The Court of Appeal ruled in Charman v Revenue and Customs Commissioners that the right to acquire securities arises at the moment a share option is granted, not when it vests.
The case involved Mr Charman, who was granted share options in Axis Speciality Limited in 2001, at which point he was a UK resident. In 2003, Mr Charman was awarded share options, which vested in three tranches. Mr Charman became non-UK tax resident in 2003, and in 2008 exercised his share options and sold the shares, realising around $53 million, and making a profit of $33 million. HMRC issued closure notices and discovery assessments to tax those profits.
The First Tier Tribunal held that Mr Charman was liable to tax for first two tranches of shares which vested while he was tax resident in the UK, but not for the third tranche, which vested whilst he was tax resident in Bermuda. The Upper Tribunal reversed this decision, holding that Mr Charman acquired the right to securities when the options were granted and not vested, and so was liable for tax on all three tranches.
The Court of Appeal held that the right to acquire securities arises when options are granted, not vested. Importance was placed on the option having some financial value. Consequently Mr Charman was liable to tax in all three tranches.

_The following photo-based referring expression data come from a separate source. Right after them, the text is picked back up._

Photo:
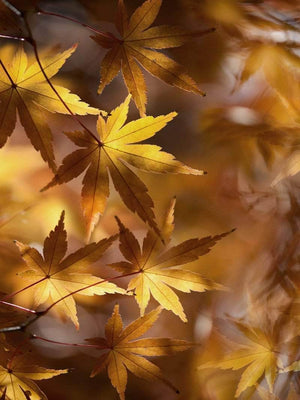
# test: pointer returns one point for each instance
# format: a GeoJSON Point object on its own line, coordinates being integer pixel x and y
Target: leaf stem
{"type": "Point", "coordinates": [62, 343]}
{"type": "Point", "coordinates": [7, 73]}
{"type": "Point", "coordinates": [39, 314]}
{"type": "Point", "coordinates": [32, 41]}
{"type": "Point", "coordinates": [9, 296]}
{"type": "Point", "coordinates": [20, 38]}
{"type": "Point", "coordinates": [76, 21]}
{"type": "Point", "coordinates": [18, 307]}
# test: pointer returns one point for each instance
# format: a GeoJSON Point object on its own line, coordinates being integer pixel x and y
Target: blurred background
{"type": "Point", "coordinates": [244, 133]}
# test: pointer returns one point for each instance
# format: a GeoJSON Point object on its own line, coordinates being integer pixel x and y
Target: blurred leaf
{"type": "Point", "coordinates": [135, 47]}
{"type": "Point", "coordinates": [258, 353]}
{"type": "Point", "coordinates": [18, 374]}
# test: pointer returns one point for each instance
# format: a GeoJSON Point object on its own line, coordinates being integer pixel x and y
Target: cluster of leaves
{"type": "Point", "coordinates": [54, 278]}
{"type": "Point", "coordinates": [264, 342]}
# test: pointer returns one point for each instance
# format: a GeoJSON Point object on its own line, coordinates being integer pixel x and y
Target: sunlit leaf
{"type": "Point", "coordinates": [126, 351]}
{"type": "Point", "coordinates": [117, 147]}
{"type": "Point", "coordinates": [55, 277]}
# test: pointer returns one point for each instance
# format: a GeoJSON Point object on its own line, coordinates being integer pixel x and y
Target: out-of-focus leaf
{"type": "Point", "coordinates": [136, 47]}
{"type": "Point", "coordinates": [258, 353]}
{"type": "Point", "coordinates": [17, 376]}
{"type": "Point", "coordinates": [126, 351]}
{"type": "Point", "coordinates": [158, 269]}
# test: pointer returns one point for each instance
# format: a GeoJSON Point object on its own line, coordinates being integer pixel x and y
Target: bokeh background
{"type": "Point", "coordinates": [244, 133]}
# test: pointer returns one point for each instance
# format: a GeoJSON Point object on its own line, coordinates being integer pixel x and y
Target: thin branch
{"type": "Point", "coordinates": [12, 8]}
{"type": "Point", "coordinates": [9, 296]}
{"type": "Point", "coordinates": [39, 314]}
{"type": "Point", "coordinates": [32, 41]}
{"type": "Point", "coordinates": [76, 21]}
{"type": "Point", "coordinates": [18, 307]}
{"type": "Point", "coordinates": [63, 343]}
{"type": "Point", "coordinates": [7, 73]}
{"type": "Point", "coordinates": [20, 38]}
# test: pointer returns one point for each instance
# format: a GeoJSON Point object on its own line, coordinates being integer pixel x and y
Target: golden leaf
{"type": "Point", "coordinates": [116, 148]}
{"type": "Point", "coordinates": [157, 270]}
{"type": "Point", "coordinates": [18, 374]}
{"type": "Point", "coordinates": [55, 277]}
{"type": "Point", "coordinates": [259, 353]}
{"type": "Point", "coordinates": [125, 351]}
{"type": "Point", "coordinates": [23, 88]}
{"type": "Point", "coordinates": [135, 47]}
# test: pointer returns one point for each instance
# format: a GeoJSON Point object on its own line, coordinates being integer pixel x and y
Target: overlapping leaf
{"type": "Point", "coordinates": [55, 277]}
{"type": "Point", "coordinates": [258, 353]}
{"type": "Point", "coordinates": [18, 373]}
{"type": "Point", "coordinates": [136, 46]}
{"type": "Point", "coordinates": [117, 147]}
{"type": "Point", "coordinates": [158, 269]}
{"type": "Point", "coordinates": [9, 315]}
{"type": "Point", "coordinates": [123, 351]}
{"type": "Point", "coordinates": [23, 88]}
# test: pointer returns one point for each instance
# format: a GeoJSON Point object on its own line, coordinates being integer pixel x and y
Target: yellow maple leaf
{"type": "Point", "coordinates": [157, 270]}
{"type": "Point", "coordinates": [258, 352]}
{"type": "Point", "coordinates": [54, 277]}
{"type": "Point", "coordinates": [17, 376]}
{"type": "Point", "coordinates": [136, 47]}
{"type": "Point", "coordinates": [124, 351]}
{"type": "Point", "coordinates": [116, 148]}
{"type": "Point", "coordinates": [23, 87]}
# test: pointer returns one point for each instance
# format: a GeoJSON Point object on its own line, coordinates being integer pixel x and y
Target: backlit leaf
{"type": "Point", "coordinates": [117, 148]}
{"type": "Point", "coordinates": [54, 276]}
{"type": "Point", "coordinates": [126, 351]}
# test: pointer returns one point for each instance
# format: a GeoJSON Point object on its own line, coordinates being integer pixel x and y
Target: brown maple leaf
{"type": "Point", "coordinates": [23, 88]}
{"type": "Point", "coordinates": [258, 351]}
{"type": "Point", "coordinates": [123, 352]}
{"type": "Point", "coordinates": [53, 277]}
{"type": "Point", "coordinates": [117, 148]}
{"type": "Point", "coordinates": [137, 45]}
{"type": "Point", "coordinates": [158, 269]}
{"type": "Point", "coordinates": [18, 373]}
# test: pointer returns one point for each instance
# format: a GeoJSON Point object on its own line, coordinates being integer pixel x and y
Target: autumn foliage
{"type": "Point", "coordinates": [118, 261]}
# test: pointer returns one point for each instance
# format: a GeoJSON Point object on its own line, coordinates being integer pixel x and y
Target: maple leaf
{"type": "Point", "coordinates": [9, 315]}
{"type": "Point", "coordinates": [259, 353]}
{"type": "Point", "coordinates": [17, 376]}
{"type": "Point", "coordinates": [124, 351]}
{"type": "Point", "coordinates": [117, 148]}
{"type": "Point", "coordinates": [157, 270]}
{"type": "Point", "coordinates": [23, 87]}
{"type": "Point", "coordinates": [136, 47]}
{"type": "Point", "coordinates": [54, 277]}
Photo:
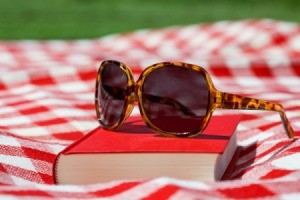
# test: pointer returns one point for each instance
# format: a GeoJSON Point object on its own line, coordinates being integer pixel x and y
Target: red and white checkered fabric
{"type": "Point", "coordinates": [47, 92]}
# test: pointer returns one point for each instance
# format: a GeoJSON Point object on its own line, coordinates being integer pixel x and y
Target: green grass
{"type": "Point", "coordinates": [70, 19]}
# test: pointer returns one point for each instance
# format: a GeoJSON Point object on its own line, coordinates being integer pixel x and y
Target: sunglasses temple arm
{"type": "Point", "coordinates": [231, 101]}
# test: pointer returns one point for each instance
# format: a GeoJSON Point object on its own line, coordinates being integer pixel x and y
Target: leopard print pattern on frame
{"type": "Point", "coordinates": [231, 101]}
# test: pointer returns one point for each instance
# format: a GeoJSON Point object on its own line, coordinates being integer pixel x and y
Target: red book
{"type": "Point", "coordinates": [133, 151]}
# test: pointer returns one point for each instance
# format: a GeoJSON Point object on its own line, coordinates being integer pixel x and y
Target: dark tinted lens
{"type": "Point", "coordinates": [175, 99]}
{"type": "Point", "coordinates": [112, 94]}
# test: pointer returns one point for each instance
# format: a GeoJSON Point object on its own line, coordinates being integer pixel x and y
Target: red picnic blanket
{"type": "Point", "coordinates": [47, 102]}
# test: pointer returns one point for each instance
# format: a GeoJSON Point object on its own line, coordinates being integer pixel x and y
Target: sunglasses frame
{"type": "Point", "coordinates": [217, 99]}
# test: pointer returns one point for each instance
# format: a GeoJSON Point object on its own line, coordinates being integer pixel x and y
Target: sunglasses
{"type": "Point", "coordinates": [175, 99]}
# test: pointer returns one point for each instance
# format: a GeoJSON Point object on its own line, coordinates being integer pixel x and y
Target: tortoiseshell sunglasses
{"type": "Point", "coordinates": [175, 99]}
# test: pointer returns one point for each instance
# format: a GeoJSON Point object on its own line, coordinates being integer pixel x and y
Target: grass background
{"type": "Point", "coordinates": [70, 19]}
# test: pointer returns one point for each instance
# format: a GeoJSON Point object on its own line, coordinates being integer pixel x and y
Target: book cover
{"type": "Point", "coordinates": [133, 151]}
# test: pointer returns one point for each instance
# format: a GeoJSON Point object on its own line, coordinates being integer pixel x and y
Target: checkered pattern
{"type": "Point", "coordinates": [47, 95]}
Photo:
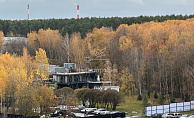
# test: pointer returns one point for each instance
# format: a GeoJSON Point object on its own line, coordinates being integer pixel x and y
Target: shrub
{"type": "Point", "coordinates": [172, 100]}
{"type": "Point", "coordinates": [139, 97]}
{"type": "Point", "coordinates": [155, 95]}
{"type": "Point", "coordinates": [161, 100]}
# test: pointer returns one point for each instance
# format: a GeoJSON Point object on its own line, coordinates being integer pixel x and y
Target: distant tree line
{"type": "Point", "coordinates": [82, 25]}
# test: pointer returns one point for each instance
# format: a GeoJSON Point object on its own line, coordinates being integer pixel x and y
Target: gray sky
{"type": "Point", "coordinates": [45, 9]}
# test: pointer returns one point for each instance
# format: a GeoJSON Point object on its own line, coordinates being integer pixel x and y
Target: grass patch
{"type": "Point", "coordinates": [131, 104]}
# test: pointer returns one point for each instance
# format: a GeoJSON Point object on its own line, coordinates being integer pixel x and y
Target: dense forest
{"type": "Point", "coordinates": [150, 56]}
{"type": "Point", "coordinates": [82, 25]}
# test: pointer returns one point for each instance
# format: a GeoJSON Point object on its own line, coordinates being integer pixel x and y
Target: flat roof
{"type": "Point", "coordinates": [75, 73]}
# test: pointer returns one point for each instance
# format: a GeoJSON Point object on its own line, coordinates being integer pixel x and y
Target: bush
{"type": "Point", "coordinates": [148, 93]}
{"type": "Point", "coordinates": [161, 100]}
{"type": "Point", "coordinates": [139, 97]}
{"type": "Point", "coordinates": [155, 95]}
{"type": "Point", "coordinates": [172, 100]}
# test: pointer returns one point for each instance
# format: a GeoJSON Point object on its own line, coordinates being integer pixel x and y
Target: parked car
{"type": "Point", "coordinates": [88, 110]}
{"type": "Point", "coordinates": [176, 115]}
{"type": "Point", "coordinates": [157, 115]}
{"type": "Point", "coordinates": [167, 115]}
{"type": "Point", "coordinates": [185, 116]}
{"type": "Point", "coordinates": [101, 111]}
{"type": "Point", "coordinates": [192, 116]}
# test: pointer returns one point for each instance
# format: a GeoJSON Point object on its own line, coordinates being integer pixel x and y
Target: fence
{"type": "Point", "coordinates": [172, 107]}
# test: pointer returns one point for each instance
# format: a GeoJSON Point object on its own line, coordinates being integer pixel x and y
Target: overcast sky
{"type": "Point", "coordinates": [46, 9]}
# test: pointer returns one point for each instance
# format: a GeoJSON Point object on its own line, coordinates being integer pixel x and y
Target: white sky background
{"type": "Point", "coordinates": [46, 9]}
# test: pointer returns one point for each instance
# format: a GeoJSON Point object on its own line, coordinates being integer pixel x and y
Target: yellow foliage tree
{"type": "Point", "coordinates": [127, 83]}
{"type": "Point", "coordinates": [1, 38]}
{"type": "Point", "coordinates": [42, 63]}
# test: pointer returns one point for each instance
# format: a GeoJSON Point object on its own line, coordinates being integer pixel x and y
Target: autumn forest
{"type": "Point", "coordinates": [151, 56]}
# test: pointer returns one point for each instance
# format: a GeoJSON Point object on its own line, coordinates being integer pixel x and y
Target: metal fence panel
{"type": "Point", "coordinates": [160, 109]}
{"type": "Point", "coordinates": [172, 107]}
{"type": "Point", "coordinates": [148, 111]}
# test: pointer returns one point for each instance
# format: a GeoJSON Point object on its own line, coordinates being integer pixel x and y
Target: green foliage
{"type": "Point", "coordinates": [82, 25]}
{"type": "Point", "coordinates": [139, 97]}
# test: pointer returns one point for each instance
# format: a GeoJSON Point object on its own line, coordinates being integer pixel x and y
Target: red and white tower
{"type": "Point", "coordinates": [28, 12]}
{"type": "Point", "coordinates": [77, 11]}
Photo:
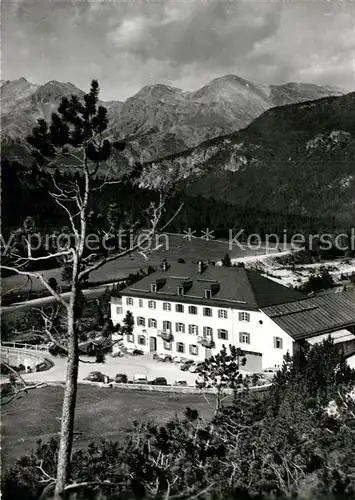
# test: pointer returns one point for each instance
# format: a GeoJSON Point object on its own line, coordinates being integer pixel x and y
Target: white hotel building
{"type": "Point", "coordinates": [191, 310]}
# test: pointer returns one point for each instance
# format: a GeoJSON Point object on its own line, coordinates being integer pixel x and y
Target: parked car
{"type": "Point", "coordinates": [96, 377]}
{"type": "Point", "coordinates": [140, 379]}
{"type": "Point", "coordinates": [121, 378]}
{"type": "Point", "coordinates": [185, 366]}
{"type": "Point", "coordinates": [117, 354]}
{"type": "Point", "coordinates": [179, 359]}
{"type": "Point", "coordinates": [180, 383]}
{"type": "Point", "coordinates": [159, 381]}
{"type": "Point", "coordinates": [162, 357]}
{"type": "Point", "coordinates": [196, 367]}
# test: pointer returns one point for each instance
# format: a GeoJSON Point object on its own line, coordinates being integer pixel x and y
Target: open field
{"type": "Point", "coordinates": [101, 412]}
{"type": "Point", "coordinates": [173, 247]}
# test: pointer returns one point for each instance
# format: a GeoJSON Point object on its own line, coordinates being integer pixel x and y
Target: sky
{"type": "Point", "coordinates": [186, 43]}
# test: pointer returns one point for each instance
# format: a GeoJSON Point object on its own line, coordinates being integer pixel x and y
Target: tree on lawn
{"type": "Point", "coordinates": [222, 371]}
{"type": "Point", "coordinates": [226, 261]}
{"type": "Point", "coordinates": [128, 324]}
{"type": "Point", "coordinates": [74, 140]}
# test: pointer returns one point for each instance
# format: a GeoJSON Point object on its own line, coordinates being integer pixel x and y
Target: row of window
{"type": "Point", "coordinates": [207, 311]}
{"type": "Point", "coordinates": [180, 346]}
{"type": "Point", "coordinates": [180, 328]}
{"type": "Point", "coordinates": [193, 349]}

The Court of Appeal also separately held that Mr Charman benefitted from the shares due to his employment, meaning he was liable to income tax once the restrictions from the shares were lifted.
The Court of Appeal's ruling is significant, since individuals could now be liable to tax on the value of shares acquired regardless of their tax residence at the time of vesting, provided that the share options were granted whilst the individual was resident in the UK. This could have significant tax implications for individuals who plan to take shares and to change tax residence.
It is recommended that individuals who have share options seek advice before emigrating, as there may be a tax charge when the share options are exercised and/or sold, regardless of their tax residence at that time. It would also be prudent to consider future tax residence plans when purchasing and issuing share options, in order to avoid unforeseen tax charges.